Theismann next turned to Harmon, who last month pulled in the game winning touchdown against Cleveland. Both Harmon and Warren were potential passing targets on the first-down play, but Theismann, under a heavy rush, spotted Harmon slightly open on the right sideline, in front of the Redskin bench.
"The tight end (Warren) goes inside and hooks and I go outside and hook," Harmon said. "Joe sees where the safety goes. The one who isn't covered gets the pass."
Theismann's toss weas low -- "knee high," Harmon said -- and hard. Somehow, the quiet man from Kosciusko, Miss., reached down, controlled the pass with his fingertips, pulled it in and streaked away from startled linebacker Mark Arneson.
"He (Arneson) couldn't see the pass coming, he had his back turned to Joe," Harmon said, "but I could see it all the way. That gave me the advantage."
Harmon turned the spectacular grab into a 35-yard gain and another first down, this one at the Cardinal 26. St. Louis took a timeout with 55 seconds remaining.
On the Redskin bench, Pardee told Walton to try to get the ball closer to the Cardinal end zone, just to give Moseley some leeway. Two passes by Theismann fell incomplete before Ike Forte slanted up the middle for four yards, bringing up fourth down at the 22-yard stripe.
Moseley, the NFC's leading kicker and perhaps the steadiest in all of pro football, nailed the field goal. But he and his teammates gave just as much credit to Theismann for his marvelous ability to handle Ted Fritsch's low snap.
"He's the best bad-snap holder in football," Pardee said. "But I didn't celebrate. All I thought about was St. Louis still had all that time to score."
But the Cardinals didn't score and the Redskins are that much closer to a wild-card playoff berth. There will be some deep thinking, however, at Redskin Park this week about what brought on the fourth-period collapse.

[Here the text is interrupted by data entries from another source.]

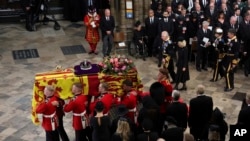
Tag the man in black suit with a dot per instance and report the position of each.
(211, 13)
(204, 36)
(151, 26)
(200, 113)
(166, 24)
(244, 115)
(175, 3)
(107, 25)
(30, 8)
(226, 10)
(203, 4)
(178, 110)
(200, 14)
(244, 35)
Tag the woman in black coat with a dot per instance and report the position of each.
(182, 64)
(100, 124)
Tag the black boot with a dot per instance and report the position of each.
(184, 87)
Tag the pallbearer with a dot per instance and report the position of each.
(92, 21)
(231, 59)
(48, 110)
(219, 45)
(78, 106)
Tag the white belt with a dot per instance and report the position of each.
(135, 114)
(81, 114)
(49, 116)
(53, 122)
(83, 118)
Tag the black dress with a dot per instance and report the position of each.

"You can't let down on a team like the Cards," Pardee said. "A guy like Hart, he can miss eight or 10 and then get hot and run off 12 in a row. They are so explosive. You let down and you are in trouble."
As long as the Redskins gave Hart time to pass, he was able to pinpoint his receivers, even against the tight coverage of the secondary.
Earlier, bothered by some pressure, Hart had thrown two interceptions to Parrish and one to Lavender. Those mistakes, together with a fumble by Anderson into the Redskin end zone in the first period, recovered by Parrish for a touchback, put St. Louis into a deep, deep hole. Between his special-teams duty and linebacking stints, Coleman helped hold them there with 11 tackles.
Hart and the Cardiac Cards began the climb back with Little, passing from punt formation, picked up a first down on a 15-yard toss to Green. St. Louis didn't score on that series but the Redskins found themselves in bad field position, a problem that would continue to plague them.
A roughing-the-passer penalty on Butz helped the Cards move to their first touchdown of the fourth period, a two-yard run by Wayne Morris. Three quick completions led to another touchdown, a one-yard plunge by Theotis Brown. And an incredible, backpedaling, over-the-head 24-yard reception by Pat Tilley -- "one of the all-time great catches," Pardee acclaimed -- set up the go-ahead score. "We are only human," said Parrish, who played with a protective vest over sore ribs. "Things like this do happen. He's a fine quarterback and he's done this before."
Hart finished with 16 completions in 36 passes for 178 yards after starting five for 21. Theismann was much steadier (16 for 28, 197 yards", mixing up his passes to seven different receivers.
"It wasn't very graceful, but I'll take it," Pardee said. "This shows something about our team. These people never give up."
But his athletes do get scared.
"Yes, I was scared to death when I saw that snap," Thompson said."Joe just made a heck of a play. I'm glad I kept my eyes open to see it."